At 6:13 PM +0000 2/7/03, Graham Barr wrote:
On Fri, Feb 07, 2003 at 09:39:14AM -0800, Dan Sugalski wrote:
It's a little more confusing that that. When I said only one foo
method, it was in contrast to attributes, where an attribute of a
particular name may appear in an object multiple times--since
attributes are class-private, each class in an object's inheritance
hierarchy can safely have an attribute named "foo".

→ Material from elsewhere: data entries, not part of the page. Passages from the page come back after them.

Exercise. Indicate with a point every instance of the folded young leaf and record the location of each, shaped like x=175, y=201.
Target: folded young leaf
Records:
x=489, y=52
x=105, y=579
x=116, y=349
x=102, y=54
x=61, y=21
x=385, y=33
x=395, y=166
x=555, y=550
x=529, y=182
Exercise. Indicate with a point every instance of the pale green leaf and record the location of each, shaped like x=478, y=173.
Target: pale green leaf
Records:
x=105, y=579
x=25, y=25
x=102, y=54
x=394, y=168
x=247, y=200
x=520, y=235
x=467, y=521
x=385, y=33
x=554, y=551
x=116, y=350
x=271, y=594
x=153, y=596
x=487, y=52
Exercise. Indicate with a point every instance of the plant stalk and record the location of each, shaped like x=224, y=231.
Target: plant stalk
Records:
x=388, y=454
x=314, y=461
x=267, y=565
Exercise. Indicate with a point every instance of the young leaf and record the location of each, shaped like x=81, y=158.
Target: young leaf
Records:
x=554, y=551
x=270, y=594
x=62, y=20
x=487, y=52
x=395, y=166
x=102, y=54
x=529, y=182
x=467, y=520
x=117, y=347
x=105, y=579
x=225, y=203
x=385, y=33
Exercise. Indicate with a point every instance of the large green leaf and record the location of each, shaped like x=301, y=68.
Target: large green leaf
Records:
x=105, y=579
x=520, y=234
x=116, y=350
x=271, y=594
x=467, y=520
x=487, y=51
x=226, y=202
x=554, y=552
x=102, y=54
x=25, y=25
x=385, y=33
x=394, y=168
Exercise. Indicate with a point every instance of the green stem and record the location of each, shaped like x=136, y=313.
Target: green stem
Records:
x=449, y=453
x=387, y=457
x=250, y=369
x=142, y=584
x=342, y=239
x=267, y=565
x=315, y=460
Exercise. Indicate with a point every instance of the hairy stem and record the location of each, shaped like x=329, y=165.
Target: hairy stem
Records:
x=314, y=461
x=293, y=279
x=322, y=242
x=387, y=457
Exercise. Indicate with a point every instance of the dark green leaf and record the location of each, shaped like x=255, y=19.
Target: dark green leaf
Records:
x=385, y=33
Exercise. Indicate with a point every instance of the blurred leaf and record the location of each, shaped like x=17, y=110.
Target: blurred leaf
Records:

Methods and properties, being global, override each other--a child
class' foo overrides its parent's foo. If the child's foo has
multiple definitions based on signature, or we have foo that crosses
class lines, then the multiple dispatch logic comes online and does
its Weird Magic.
Rereading that, it still doesn't make much sense, but there you go... :)
Just to confuse things more, there is a question I have reguarding
multi-methods and inheritance.
Consider class A defines foo() as a multi-method with 3 different signatures
If class B then sub-classes A and defines a method foo() does it
1 override all foo() methods in A
2 get added to the foo() methods in the dispatch, so we now have
a multi-method with 4 signatures
3 override only the method in A that has the same signature
My guess would be (1) and that multi-method distpatch would
only happen if B called ->SUPER::foo
In which case you could consider that there is only one method
named foo(). That method does the dispatch to the others.
D'oh! That's a good question--I'll ask in a few minutes and find out.